Is capmatinib not an anti-angiogenic drug?

Capmatinib (Capmatinib), a highly selective and potent oral small molecule MET (methionine) inhibitor, has shown significant inhibitory effects on the methionine pathway in in vivo and in vitro experiments, and has demonstrated anti-tumor activity in the treatment of non-small cell lung cancer. Especially in the GEOMETRY Mono-1 study, capmatinib showed a higher treatment response rate for patients with stage IV non-small cell lung cancer with MET exon 14 skipping mutations, especially in patients receiving first-line treatment. This finding emphasizes the importance of detecting this biomarker at the time of diagnosis.

However, it should be clear that capmatinib does not fall into the category of anti-angiogenic drugs. Anti-angiogenic drugs are drugs specifically designed to inhibit the formation of new blood vessels in tumors by cutting off the blood supply that tumors need to grow and spread. This class of drugs inhibits the formation of new blood vessels by interfering with the interaction between tumor cells and vascular endothelial cells.

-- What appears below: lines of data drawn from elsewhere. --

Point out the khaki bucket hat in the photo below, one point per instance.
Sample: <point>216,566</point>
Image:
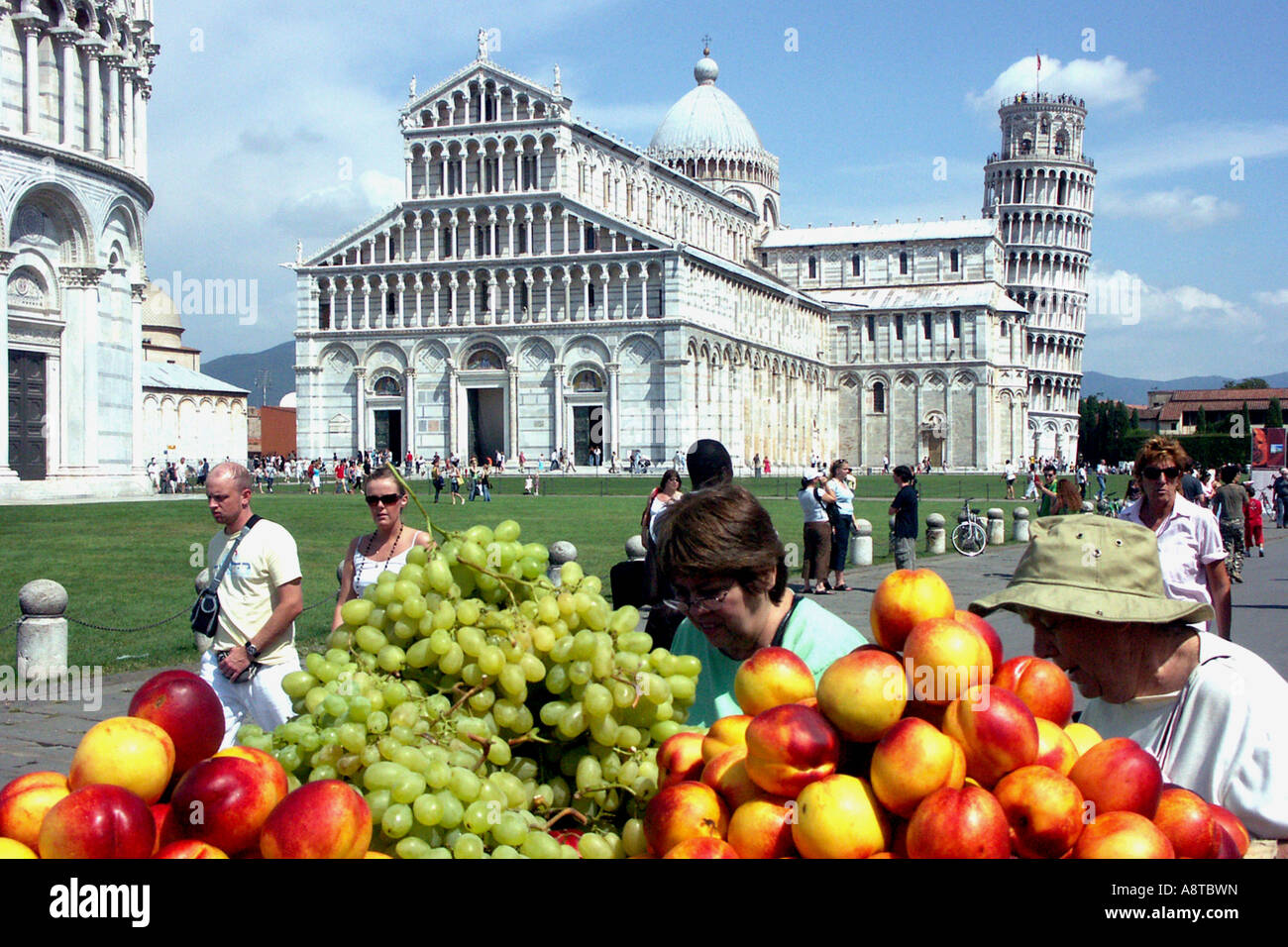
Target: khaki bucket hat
<point>1094,567</point>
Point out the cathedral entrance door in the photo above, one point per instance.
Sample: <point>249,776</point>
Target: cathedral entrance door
<point>389,432</point>
<point>588,431</point>
<point>27,415</point>
<point>485,432</point>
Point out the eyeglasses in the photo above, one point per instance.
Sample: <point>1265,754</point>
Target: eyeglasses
<point>704,603</point>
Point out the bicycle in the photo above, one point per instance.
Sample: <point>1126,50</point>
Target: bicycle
<point>970,538</point>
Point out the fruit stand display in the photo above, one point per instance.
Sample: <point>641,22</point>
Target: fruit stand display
<point>471,707</point>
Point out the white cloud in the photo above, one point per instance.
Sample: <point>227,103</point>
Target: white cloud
<point>1274,298</point>
<point>1180,208</point>
<point>1185,146</point>
<point>1137,330</point>
<point>1103,82</point>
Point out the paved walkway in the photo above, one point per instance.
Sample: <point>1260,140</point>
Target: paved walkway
<point>43,735</point>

In contrast, capmatinib has a completely different mechanism of action. It interferes with the proliferation and spread of cancer cells mainly by inhibiting the activity of tyrosine kinases. Tyrosine kinases play a key role in tumor cell proliferation and invasion. Capmatinib can selectively inhibit overactive tyrosine kinases on tumor cells, thereby effectively preventing further growth and spread of cancer cells.

In summary, although capmatinib performs well in anti-tumor therapy, it does not act through anti-angiogenesis. Understanding this is critical to correctly understanding the therapeutic rationale and scope of application of capmatinib.